BEKERJA DAN BERBAKTI UNTUK KEMAJUAN KTI

Problem Demokrasi di Balik Pertumbuhan

Problem Demokrasi di Balik Pertumbuhan


TIDAK berlebihan jika dikatakan bahwa Sulawesi Selatan merupakan barometer dinamika sosial politik dan ekonomi di kawasan timur Indonesia. Panas dinginnya suhu politik dan dinamika pembangunan di Sulsel dapat berpengaruh di kawasan sekitarnya.

Secara kuantitatif, angka statistik memberikan gambaran positif kinerja pembangunan di Sulsel. Berdasarkan data Badan Pusat Statistik, sejak tahun 2007 kinerja pertumbuhan ekonomi Sulsel telah melampaui kinerja nasional. Bahkan, peningkatan pertumbuhan yang tinggi pada 2012 terjadi ketika pertumbuhan nasional menurun. Tingkat kemiskinan provinsi ini juga di bawah level nasional dan cenderung menurun setiap tahun.

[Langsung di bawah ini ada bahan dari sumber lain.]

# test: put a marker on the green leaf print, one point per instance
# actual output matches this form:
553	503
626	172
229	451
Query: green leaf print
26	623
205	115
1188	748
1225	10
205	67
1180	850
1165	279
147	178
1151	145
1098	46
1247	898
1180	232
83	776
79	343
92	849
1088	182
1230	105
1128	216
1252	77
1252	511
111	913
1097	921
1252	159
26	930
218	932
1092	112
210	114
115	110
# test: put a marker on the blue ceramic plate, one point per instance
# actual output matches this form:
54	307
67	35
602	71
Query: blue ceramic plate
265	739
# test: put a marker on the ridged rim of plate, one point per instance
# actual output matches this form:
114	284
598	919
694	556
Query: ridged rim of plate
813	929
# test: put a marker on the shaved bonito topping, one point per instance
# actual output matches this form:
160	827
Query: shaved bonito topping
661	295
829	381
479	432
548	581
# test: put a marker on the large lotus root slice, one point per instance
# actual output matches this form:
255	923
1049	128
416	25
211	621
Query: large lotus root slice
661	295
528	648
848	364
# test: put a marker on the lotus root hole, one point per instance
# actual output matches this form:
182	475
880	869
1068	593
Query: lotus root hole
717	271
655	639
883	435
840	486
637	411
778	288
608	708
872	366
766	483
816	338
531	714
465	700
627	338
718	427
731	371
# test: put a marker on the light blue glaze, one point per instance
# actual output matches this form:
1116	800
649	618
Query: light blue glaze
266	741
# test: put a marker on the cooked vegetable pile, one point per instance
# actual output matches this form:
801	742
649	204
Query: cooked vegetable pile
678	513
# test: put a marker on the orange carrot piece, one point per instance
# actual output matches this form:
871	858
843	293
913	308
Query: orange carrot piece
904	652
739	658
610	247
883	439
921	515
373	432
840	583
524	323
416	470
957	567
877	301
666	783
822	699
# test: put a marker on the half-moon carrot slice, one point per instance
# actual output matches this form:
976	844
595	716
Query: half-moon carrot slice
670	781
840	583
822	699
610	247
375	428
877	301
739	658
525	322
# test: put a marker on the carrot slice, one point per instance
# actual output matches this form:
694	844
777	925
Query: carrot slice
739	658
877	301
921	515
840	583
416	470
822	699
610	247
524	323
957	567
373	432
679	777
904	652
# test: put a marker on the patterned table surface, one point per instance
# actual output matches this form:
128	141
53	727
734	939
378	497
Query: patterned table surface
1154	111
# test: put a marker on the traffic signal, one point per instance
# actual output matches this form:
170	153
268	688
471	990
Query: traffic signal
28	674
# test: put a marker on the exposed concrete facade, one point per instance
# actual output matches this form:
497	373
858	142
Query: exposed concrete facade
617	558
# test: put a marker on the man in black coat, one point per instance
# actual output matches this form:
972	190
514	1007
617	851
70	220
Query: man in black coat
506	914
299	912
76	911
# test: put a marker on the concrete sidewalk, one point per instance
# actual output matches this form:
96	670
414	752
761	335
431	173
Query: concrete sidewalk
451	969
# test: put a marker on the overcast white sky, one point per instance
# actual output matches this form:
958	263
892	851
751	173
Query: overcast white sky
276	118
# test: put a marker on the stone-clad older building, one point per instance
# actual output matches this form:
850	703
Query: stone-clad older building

Demikian halnya tingkat pengangguran terbuka (yang terus berkurang. Tahun 2012 mencapai angka 5,87 persen, padahal, pada 2007 masih 11,25 persen, di bawah tingkat pengangguran nasional sebesar 6,14 persen.

Kinerja pertumbuhan ekonomi Sulsel yang positif didorong minat investor untuk menanamkan modal di sektor-sektor pembangunan sarana fisik (infrastruktur) dan produksi jasa. Angka pertumbuhan tertinggi ada pada sektor keuangan, real estat, dan jasa perusahaan yang besarannya mencapai 15,87 persen. Fenomena ini seiring meningkatnya jumlah kelas menengah di sejumlah kota dan kabupaten.

Membaca Sulsel berdasarkan angka-angka statistik yang menjadi indikator kinerja pembangunan, secara umum wilayah ini pantas memperoleh apresiasi. Sayangnya, masih ada sejumlah pekerjaan rumah. Sulsel tampaknya harus terus bekerja keras meningkatkan nilai indeks pembangunan manusia (IPM) yang hingga tahun 2012 masih di bawah capaian nasional. Demikian juga terkait masalah korupsi, konflik sosial, dan proses demokratisasi dalam politik lokal. Hasil penelitian Siti Zuhro (2010) terhadap fenomena politik lokal setelah diterapkannya otonomi daerah mengindikasikan tiga masalah tersebut berkaitan.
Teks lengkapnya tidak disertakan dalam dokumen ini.